The majority of the spinal adjusting utilizing the Thompson Technique has the patient lying prone. (face down.) This is the basis for Dr. Clay Thompson’s theory of proper spinal adjusting and the driving force that lead him to invent the drop table.

Why does my chiropractor keep looking at my feet?

The Derifield-Thompson test for leg length inequality (LLI) is a specific body tone analysis commonly used by chiropractors to assess a need for adjustment, determine the site and state of Subluxation, the hand contact for correction, and to evaluate the results of the adjustment.

An imbalance in the length of the legs is observed when the patient is in a prone (face down) position on the table. The "Leg Length System" is based on the early work of Dr. Derifield of Detroit, Michigan. The neurological basis for balance is found in the Reticular System of the brain where the Inhibitory and Facilitory systems maintain balance of the musculature of the body. When the spine is in balance and free of nerve interference, the patient's legs are even, the hips are level, and the neck
is relatively free of tension. However,
a neurological imbalance will affect the musculature of the legs resulting in the appearance of one leg being short when observed with the patient in the prone position. The feet are observed in the extended position and then flexed to compare one with the other noting any difference in the appearance of length.

Subluxation levels are based on the "Leg Analysis "to determine what areas that may need to be adjusted. This is correlated with Physical Examination, X-ray and Motion findings, Palpation and Instrumentation utilized by the Doctor of Chiropractic.

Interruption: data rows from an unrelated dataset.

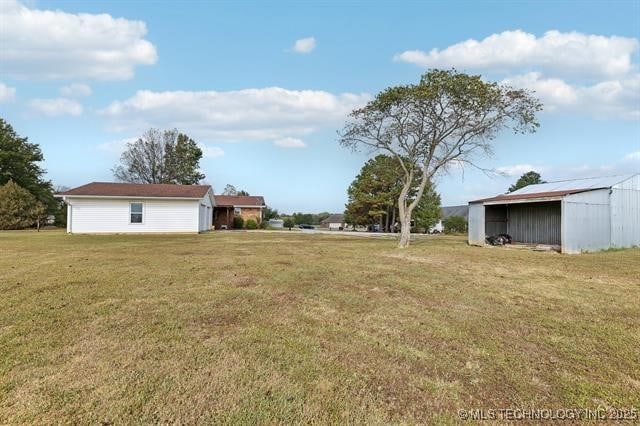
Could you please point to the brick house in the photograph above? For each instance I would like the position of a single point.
(228, 206)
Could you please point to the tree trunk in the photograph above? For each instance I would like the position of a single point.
(393, 218)
(386, 226)
(405, 230)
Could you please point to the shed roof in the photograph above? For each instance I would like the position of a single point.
(559, 188)
(239, 200)
(151, 190)
(449, 211)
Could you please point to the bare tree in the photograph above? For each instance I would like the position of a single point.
(447, 118)
(160, 157)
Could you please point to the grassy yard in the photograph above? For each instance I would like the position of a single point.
(287, 327)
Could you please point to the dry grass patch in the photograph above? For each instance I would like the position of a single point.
(297, 328)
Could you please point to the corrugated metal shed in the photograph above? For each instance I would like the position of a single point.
(573, 185)
(579, 214)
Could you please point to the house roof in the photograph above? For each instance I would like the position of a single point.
(239, 200)
(558, 188)
(334, 218)
(449, 211)
(143, 190)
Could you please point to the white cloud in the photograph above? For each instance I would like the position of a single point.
(251, 114)
(52, 44)
(571, 71)
(75, 90)
(289, 143)
(7, 94)
(612, 98)
(304, 45)
(56, 107)
(632, 156)
(570, 53)
(211, 151)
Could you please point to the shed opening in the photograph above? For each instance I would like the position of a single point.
(528, 223)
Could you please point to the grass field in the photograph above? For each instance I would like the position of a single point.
(287, 327)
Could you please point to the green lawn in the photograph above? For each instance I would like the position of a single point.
(290, 327)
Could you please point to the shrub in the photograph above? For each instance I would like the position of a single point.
(19, 209)
(454, 225)
(238, 222)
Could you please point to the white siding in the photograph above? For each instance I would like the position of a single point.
(476, 224)
(103, 215)
(586, 221)
(625, 213)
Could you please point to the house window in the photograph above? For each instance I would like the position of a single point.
(136, 212)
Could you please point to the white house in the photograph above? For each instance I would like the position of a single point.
(105, 207)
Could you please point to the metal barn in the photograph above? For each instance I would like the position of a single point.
(576, 215)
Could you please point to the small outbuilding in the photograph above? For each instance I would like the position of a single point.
(229, 206)
(107, 207)
(575, 215)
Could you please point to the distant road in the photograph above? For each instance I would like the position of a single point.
(387, 235)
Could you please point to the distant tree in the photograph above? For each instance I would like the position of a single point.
(529, 178)
(183, 161)
(231, 190)
(160, 157)
(19, 162)
(428, 212)
(373, 195)
(302, 218)
(288, 222)
(321, 216)
(454, 225)
(19, 208)
(269, 213)
(447, 118)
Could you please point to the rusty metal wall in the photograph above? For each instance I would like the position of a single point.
(586, 221)
(625, 213)
(535, 223)
(496, 218)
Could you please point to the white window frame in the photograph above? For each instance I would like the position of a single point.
(130, 213)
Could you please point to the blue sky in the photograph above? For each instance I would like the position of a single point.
(264, 87)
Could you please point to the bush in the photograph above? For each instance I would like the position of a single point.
(454, 225)
(19, 209)
(238, 222)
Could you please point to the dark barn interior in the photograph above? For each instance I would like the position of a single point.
(529, 223)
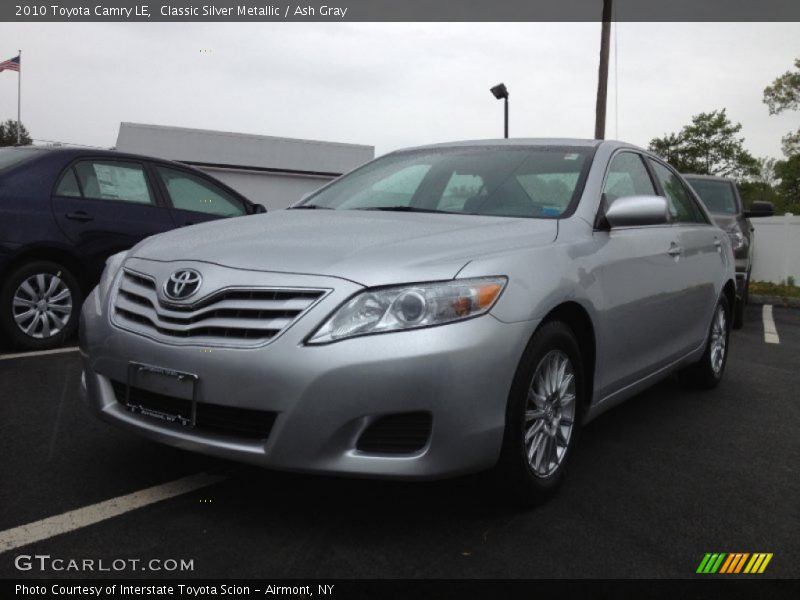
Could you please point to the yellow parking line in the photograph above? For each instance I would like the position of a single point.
(38, 353)
(95, 513)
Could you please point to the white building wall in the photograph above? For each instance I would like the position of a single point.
(777, 249)
(273, 191)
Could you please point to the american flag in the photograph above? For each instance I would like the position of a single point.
(12, 64)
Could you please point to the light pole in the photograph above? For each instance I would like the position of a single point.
(500, 91)
(602, 79)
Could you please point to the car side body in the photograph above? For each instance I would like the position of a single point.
(721, 197)
(638, 301)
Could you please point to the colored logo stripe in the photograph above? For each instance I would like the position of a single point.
(734, 562)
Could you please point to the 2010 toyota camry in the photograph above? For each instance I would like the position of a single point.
(437, 311)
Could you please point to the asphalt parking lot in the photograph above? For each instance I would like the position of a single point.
(656, 483)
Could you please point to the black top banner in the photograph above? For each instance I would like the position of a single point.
(399, 10)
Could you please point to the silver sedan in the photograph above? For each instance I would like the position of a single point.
(438, 311)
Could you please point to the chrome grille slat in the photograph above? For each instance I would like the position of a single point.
(252, 309)
(251, 315)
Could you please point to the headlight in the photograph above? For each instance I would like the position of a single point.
(113, 264)
(410, 307)
(738, 240)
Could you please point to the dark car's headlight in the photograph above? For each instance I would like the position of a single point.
(410, 307)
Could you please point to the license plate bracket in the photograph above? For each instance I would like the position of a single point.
(162, 393)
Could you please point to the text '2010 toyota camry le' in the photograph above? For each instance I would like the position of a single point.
(438, 311)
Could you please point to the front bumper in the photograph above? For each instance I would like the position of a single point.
(326, 396)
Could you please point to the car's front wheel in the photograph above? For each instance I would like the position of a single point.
(543, 414)
(39, 304)
(707, 372)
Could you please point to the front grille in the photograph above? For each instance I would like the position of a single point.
(230, 420)
(231, 316)
(402, 433)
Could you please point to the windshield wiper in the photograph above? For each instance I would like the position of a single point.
(403, 209)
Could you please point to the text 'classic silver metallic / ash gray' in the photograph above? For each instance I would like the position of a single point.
(438, 311)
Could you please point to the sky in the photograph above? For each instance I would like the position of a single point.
(393, 85)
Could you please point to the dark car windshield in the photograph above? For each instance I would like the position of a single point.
(10, 157)
(538, 182)
(717, 195)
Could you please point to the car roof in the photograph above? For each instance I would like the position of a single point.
(707, 177)
(70, 151)
(532, 142)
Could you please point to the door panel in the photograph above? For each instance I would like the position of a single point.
(106, 206)
(642, 288)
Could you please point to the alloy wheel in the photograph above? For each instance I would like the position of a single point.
(719, 339)
(549, 413)
(42, 305)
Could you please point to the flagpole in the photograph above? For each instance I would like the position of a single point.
(19, 101)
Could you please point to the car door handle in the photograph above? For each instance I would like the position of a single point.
(79, 215)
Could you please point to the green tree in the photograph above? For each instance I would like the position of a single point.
(762, 186)
(8, 134)
(789, 188)
(708, 146)
(783, 95)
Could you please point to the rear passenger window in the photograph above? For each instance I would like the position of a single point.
(68, 186)
(627, 176)
(114, 180)
(681, 205)
(187, 191)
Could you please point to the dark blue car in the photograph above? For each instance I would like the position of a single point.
(64, 211)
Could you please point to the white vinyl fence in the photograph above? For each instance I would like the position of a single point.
(777, 249)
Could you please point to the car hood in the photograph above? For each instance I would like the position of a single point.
(367, 247)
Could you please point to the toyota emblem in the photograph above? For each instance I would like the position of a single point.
(182, 284)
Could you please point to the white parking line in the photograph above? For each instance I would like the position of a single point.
(89, 515)
(770, 332)
(39, 353)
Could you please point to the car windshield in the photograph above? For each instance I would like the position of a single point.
(533, 182)
(10, 157)
(718, 196)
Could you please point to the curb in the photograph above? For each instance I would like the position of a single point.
(775, 300)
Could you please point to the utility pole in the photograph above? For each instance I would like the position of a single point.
(602, 82)
(19, 101)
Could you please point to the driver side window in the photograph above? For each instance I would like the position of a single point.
(627, 176)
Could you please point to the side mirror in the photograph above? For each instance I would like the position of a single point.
(760, 209)
(637, 211)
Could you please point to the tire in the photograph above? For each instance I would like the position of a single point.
(39, 305)
(536, 450)
(708, 371)
(741, 304)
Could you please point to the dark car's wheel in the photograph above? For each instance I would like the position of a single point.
(707, 372)
(543, 415)
(741, 304)
(39, 304)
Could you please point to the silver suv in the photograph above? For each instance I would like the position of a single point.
(437, 311)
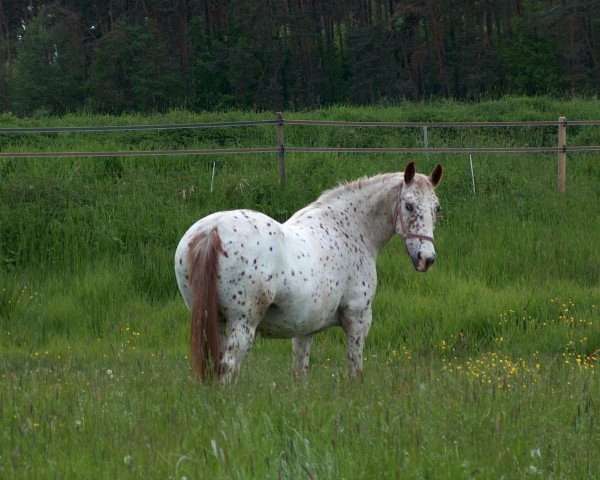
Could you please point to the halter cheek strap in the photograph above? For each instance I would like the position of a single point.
(405, 233)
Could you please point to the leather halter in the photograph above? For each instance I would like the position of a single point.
(405, 233)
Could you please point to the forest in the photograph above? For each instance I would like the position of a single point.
(116, 56)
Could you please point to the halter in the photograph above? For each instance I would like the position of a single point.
(405, 233)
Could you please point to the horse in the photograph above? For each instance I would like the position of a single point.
(241, 273)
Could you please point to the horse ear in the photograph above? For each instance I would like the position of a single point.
(436, 175)
(409, 172)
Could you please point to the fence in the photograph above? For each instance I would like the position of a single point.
(281, 149)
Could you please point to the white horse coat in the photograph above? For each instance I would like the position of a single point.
(244, 272)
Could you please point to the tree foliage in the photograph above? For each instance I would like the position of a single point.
(151, 55)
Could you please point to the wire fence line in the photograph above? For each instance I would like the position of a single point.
(259, 150)
(330, 123)
(281, 149)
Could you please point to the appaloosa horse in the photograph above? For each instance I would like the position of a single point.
(240, 271)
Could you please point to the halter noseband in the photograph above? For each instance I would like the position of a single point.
(405, 233)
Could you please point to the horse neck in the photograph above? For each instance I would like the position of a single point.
(371, 204)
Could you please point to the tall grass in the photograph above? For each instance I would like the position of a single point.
(482, 368)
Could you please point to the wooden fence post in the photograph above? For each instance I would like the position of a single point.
(281, 147)
(562, 154)
(426, 141)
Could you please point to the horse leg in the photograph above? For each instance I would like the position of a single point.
(300, 357)
(237, 347)
(356, 324)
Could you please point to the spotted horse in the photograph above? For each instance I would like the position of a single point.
(241, 272)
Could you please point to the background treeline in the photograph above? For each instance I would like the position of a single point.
(153, 55)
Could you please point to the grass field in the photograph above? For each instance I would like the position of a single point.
(485, 367)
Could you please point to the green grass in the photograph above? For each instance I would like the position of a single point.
(485, 367)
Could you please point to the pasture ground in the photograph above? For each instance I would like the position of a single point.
(485, 367)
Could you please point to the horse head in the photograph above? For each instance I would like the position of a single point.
(416, 213)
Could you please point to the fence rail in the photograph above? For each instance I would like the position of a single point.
(281, 149)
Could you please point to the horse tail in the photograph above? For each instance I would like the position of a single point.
(203, 258)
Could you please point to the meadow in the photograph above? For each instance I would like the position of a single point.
(484, 367)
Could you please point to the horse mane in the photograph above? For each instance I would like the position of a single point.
(344, 187)
(204, 268)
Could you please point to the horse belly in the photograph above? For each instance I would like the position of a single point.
(298, 315)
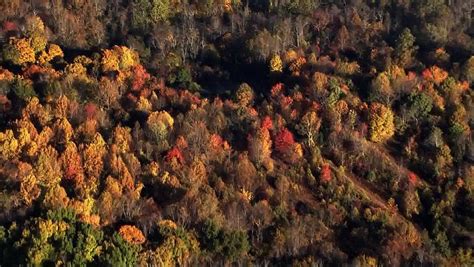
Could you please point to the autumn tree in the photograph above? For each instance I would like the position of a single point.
(405, 49)
(260, 147)
(244, 95)
(36, 32)
(276, 64)
(19, 51)
(381, 123)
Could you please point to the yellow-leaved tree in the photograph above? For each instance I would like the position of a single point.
(381, 123)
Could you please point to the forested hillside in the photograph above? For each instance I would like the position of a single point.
(236, 133)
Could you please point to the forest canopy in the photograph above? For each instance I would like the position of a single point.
(269, 132)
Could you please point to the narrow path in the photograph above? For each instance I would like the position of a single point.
(363, 188)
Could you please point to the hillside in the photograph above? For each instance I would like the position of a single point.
(234, 133)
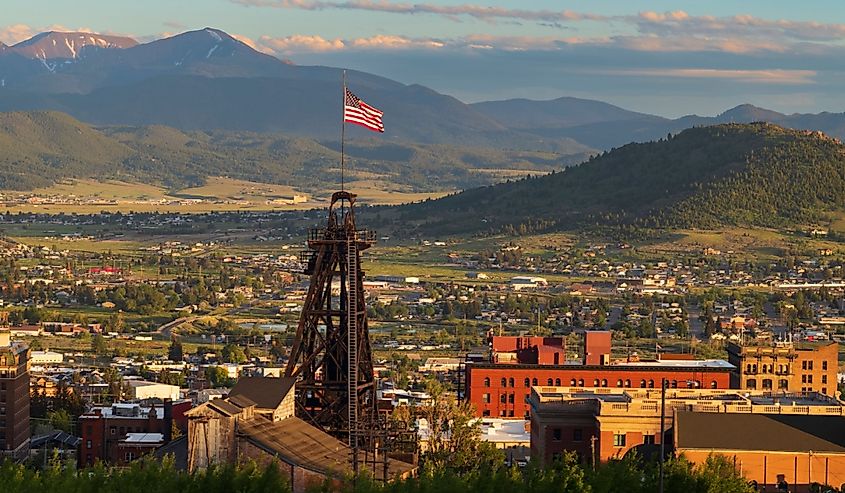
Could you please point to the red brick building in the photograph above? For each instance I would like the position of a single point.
(502, 390)
(603, 424)
(14, 397)
(105, 430)
(529, 350)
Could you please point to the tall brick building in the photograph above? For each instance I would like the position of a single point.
(501, 390)
(111, 434)
(14, 397)
(602, 424)
(786, 367)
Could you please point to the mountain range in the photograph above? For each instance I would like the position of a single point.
(209, 80)
(38, 149)
(758, 175)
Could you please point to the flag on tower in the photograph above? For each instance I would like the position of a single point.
(360, 113)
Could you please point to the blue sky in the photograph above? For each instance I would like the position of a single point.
(665, 57)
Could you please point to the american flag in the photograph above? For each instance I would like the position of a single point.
(360, 113)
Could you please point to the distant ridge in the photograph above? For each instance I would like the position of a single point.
(68, 45)
(207, 79)
(38, 149)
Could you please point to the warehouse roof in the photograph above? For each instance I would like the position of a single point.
(765, 432)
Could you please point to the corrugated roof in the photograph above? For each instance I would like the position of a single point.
(265, 392)
(296, 442)
(774, 432)
(225, 407)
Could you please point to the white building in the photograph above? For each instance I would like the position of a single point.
(522, 282)
(46, 358)
(141, 389)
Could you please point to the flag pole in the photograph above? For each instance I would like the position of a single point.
(343, 136)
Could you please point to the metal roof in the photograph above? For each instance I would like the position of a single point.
(296, 442)
(264, 392)
(760, 432)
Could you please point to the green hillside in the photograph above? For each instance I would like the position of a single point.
(732, 174)
(38, 148)
(41, 148)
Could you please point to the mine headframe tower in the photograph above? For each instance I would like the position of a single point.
(331, 356)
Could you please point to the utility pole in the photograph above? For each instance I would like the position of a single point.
(662, 431)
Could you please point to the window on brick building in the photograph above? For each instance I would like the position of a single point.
(618, 439)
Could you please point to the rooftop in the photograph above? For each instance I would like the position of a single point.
(143, 438)
(646, 402)
(772, 433)
(265, 392)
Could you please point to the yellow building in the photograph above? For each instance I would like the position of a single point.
(785, 367)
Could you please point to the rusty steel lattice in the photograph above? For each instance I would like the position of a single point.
(331, 356)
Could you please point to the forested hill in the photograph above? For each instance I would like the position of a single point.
(744, 174)
(38, 149)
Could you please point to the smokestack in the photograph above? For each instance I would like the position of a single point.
(168, 421)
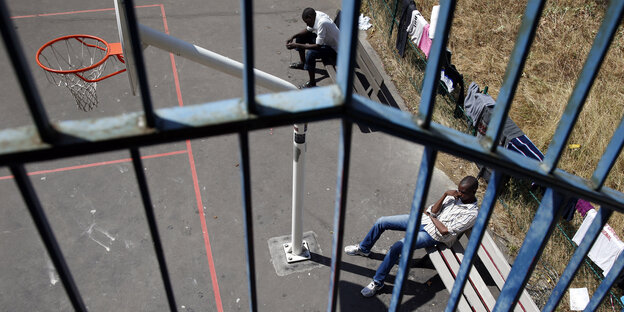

Examples of Subluxation pattern findings with The Derifield Leg Check System which would indicate the need for a spinal adjustment:

Cervical syndrome: turning the head in the prone position balances leg lengths that appeared uneven, or unbalances leg lengths that appeared even.

Pelvic negative syndrome (D-): a knees-extended apparent short leg remains short when the knees are flexed.

Pelvic positive syndrome (D+): a knees-extended apparent short leg appears longer when the knees are flexed

Analyzing and adjusting a patient on the Thompson Table is like turning pages in a book. As each subluxation is identified and corrected, like turning a page, it reveals something different, another subluxation in a different part of the spine. When this is corrected, it reveals another and so on, until all present subluxations have been cleared. When all the criteria are met, no adjustment is further given


OTHER Techniques that may be used…
 
 
ACTIVATOR - The chiropractor uses an instrument called an Activator to make your adjustment.  It is a small hand held percussion-type tool in which a quick snap is applied to correct a vertebral misalignment according to a set pattern. This may most often be used when adjusting children or seniors.
TOGGLE RECOIL - A specific technique for the adjustment of the upper cervical spine (Primarily at C1).  This technique usually utilizes a side posture table with a cervical head piece which makes a slight drop when the adjustment is given.

GONSTEAD - A specific method for full spine adjusting utilizing the use of full spine x-rays to locate spinal misalignments and to determine the correct line of drive for the correction.

TRIGGER POINT THERAPY - This is a muscle technique which utilizes deep pressure at certain locations in the musculoskeletal system where nodules or spasms have developed; this technique will cause relaxation of the muscle.